The class was designed for patrol and fishery protection tasks in coastal and inshore territorial waters. The first of the class were delivered some 18 months late, and the rest approximately two years late.

The first four vessels of the class were ordered in late 1972 and commissioned between 1975 and 1977, with the final ship being commissioned in 1983 after a conversion by Fairmile Marine. They were built by Richard Dunston for £1.1m each, and were designed for service in the Inshore Division of the Fishery Protection Squadron. The class was closely related to the Royal Air Force Marine Branch Seal class long-range recovery boats.

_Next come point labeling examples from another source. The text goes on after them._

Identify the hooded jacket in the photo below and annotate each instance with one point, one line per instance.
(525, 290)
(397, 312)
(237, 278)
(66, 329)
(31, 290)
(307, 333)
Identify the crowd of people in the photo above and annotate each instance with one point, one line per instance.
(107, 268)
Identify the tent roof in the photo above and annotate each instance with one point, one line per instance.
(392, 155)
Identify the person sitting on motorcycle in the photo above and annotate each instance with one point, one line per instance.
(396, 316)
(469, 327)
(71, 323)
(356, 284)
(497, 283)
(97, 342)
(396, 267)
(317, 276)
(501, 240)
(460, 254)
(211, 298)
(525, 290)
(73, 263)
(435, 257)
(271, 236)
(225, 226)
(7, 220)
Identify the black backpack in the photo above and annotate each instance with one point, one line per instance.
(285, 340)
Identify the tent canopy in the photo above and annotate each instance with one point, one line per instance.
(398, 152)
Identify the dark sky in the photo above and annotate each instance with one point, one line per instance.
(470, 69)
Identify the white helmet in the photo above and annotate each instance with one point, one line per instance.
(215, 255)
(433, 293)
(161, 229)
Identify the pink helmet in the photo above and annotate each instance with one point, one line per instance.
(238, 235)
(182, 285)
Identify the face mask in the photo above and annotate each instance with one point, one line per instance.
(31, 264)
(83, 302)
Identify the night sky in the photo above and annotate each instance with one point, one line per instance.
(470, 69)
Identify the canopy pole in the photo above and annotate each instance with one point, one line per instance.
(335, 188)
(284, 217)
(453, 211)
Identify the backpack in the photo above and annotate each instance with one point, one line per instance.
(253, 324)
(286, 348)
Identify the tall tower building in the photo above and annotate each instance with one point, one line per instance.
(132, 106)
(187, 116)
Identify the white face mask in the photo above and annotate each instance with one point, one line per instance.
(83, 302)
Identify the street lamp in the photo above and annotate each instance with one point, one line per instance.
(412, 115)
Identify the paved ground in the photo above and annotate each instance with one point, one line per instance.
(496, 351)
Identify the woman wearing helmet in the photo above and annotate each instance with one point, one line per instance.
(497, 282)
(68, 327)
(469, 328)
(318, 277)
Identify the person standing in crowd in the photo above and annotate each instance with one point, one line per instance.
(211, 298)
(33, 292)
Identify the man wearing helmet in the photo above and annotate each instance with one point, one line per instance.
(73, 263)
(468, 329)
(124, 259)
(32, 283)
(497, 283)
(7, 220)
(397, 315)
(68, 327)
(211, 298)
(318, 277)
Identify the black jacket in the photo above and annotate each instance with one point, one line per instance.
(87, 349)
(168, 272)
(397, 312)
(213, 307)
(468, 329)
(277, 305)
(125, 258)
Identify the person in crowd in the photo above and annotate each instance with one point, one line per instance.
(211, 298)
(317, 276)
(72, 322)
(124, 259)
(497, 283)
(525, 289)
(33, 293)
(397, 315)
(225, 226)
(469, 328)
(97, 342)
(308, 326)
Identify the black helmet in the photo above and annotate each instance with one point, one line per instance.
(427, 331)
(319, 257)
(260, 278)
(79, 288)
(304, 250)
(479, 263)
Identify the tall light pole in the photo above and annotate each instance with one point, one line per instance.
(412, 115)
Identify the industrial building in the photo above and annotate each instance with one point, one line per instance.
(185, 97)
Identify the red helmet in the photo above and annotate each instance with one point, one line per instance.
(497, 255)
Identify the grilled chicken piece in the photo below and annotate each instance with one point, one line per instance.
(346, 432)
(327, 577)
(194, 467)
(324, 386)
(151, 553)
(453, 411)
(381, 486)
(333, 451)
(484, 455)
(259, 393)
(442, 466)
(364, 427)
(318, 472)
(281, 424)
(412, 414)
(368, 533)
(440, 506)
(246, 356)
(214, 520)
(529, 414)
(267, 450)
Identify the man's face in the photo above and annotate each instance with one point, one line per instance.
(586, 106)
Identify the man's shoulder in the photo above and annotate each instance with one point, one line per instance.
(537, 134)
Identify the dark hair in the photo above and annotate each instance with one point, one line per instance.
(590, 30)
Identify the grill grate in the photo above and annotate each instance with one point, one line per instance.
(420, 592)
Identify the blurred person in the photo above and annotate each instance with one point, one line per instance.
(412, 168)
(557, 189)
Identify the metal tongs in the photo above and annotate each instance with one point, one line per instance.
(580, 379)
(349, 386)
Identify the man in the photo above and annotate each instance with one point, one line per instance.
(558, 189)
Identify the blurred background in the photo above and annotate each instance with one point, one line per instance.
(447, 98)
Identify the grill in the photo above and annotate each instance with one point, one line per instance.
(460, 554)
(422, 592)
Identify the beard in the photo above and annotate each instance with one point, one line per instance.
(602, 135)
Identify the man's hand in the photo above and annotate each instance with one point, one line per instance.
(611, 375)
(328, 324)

The vessels had poor seakeeping qualities and the design was therefore considered unsuccessful. As a result, Peterel and Sandpiper were employed as training tenders for the Royal Naval Reserve and never undertook an operational patrol. After a decision was made on their future, they were fitted with an enclosed bridge and assigned to Britannia Royal Naval College for training duties. Kingfisher, Redpole and Cygnet were assigned to Northern Ireland Squadron to replace the older s.

The vessels are now privately owned, Cygnet in the UK, Redpole in the US and Sandpiper in the Netherlands.